Detto in altro modo: da A possono procedere solo un certo tipo di fenomeni B (dall’unione di gameti umani, non possono che precedere zigoti umani), ma non in modo univoco, ossia non un solo B, ma una varietà di possibilità B. E che esca proprio quel B non è stabilito da leggi deterministiche. Non è possibile calcolare quale sarà questa precisa combinazione cromosomica.

La contingenza insidia dunque la materia vivente e non vivente potremmo dire nel suo “intimo”. Eppure tale contingenza non produce caos, ma finalità, ordine. Questa è una constatazione fenomenica e ci si potrebbe fermare qui; ma “fermarsi” è appunto scelta, non necessità della ragione. Al contrario, la constatazione di cui sopra rimarrebbe contraddittoria (la contingenza che “produce” finalità) se non fosse ricondotta ad un Principio intelligente ordinatore.

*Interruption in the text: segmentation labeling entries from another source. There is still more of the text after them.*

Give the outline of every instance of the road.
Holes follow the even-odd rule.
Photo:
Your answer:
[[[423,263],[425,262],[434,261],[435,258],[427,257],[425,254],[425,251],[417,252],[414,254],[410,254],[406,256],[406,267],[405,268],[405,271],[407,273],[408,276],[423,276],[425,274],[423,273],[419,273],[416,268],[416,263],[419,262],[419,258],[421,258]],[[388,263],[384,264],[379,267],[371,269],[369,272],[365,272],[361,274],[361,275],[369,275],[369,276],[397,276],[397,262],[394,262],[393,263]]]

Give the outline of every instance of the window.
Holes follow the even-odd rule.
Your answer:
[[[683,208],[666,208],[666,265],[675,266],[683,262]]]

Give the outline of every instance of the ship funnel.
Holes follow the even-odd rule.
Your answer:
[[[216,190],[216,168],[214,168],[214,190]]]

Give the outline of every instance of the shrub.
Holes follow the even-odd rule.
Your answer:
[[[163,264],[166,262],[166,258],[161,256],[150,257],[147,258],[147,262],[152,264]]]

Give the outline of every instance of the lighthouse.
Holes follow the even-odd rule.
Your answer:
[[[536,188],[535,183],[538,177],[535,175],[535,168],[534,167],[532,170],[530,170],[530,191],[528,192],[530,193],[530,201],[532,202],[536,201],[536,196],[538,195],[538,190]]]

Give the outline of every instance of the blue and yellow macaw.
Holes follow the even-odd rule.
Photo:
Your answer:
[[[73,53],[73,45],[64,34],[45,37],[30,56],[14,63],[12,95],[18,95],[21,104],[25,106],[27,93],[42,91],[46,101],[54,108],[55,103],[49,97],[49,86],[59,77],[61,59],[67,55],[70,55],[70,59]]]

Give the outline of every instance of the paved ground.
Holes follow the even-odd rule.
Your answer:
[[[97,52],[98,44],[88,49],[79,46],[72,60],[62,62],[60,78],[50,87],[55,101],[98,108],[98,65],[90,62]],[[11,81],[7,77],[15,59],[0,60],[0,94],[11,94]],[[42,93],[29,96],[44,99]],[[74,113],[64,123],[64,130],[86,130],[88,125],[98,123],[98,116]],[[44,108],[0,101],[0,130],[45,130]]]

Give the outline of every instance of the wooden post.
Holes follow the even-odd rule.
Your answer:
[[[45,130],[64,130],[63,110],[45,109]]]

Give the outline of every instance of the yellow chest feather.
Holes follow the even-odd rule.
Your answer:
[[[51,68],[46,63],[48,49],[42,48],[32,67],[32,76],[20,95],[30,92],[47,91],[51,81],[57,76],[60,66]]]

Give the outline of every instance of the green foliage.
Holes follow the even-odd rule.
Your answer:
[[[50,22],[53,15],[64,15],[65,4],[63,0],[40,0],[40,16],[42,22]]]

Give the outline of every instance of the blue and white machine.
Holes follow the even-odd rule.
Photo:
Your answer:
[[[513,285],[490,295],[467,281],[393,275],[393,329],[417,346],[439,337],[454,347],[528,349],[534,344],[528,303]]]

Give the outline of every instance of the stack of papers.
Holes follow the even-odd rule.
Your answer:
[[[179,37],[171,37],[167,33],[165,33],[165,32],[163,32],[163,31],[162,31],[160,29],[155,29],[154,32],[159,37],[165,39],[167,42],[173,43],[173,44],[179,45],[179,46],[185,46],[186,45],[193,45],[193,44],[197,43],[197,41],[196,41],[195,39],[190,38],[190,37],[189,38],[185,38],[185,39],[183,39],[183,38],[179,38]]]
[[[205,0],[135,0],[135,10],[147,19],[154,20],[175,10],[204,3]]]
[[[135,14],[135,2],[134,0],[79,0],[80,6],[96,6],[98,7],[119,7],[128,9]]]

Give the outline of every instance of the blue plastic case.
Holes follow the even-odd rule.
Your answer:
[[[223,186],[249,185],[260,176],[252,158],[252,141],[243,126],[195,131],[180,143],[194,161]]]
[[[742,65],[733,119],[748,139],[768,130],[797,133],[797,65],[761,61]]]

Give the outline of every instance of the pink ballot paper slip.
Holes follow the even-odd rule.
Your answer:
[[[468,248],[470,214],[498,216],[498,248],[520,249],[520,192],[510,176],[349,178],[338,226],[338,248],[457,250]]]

Lo scienziato che fa questo passaggio segue semplicemente l’esigenza e la capacità dell’uomo razionale, che si apre all’intelligibilità del reale.

«Per questo – conclude Fabro -, come ha confessato lo stesso Planck, la scienza moderna è profondamente penetrata dall’esigenza di Dio, la cui presenza […] scaturisce ed è invocata dai medesimi [risultati] come il vincolo operante dei fenomeni – che altrimenti sarebbero senza scrittura alcuna e contradditori – anche se tale vincolo sfugge, per definizione, alla scienza». Sfugge alla scienza, ma non alla ragione. A meno che non si decida per puro arbitrio di incatenare quest’ultima.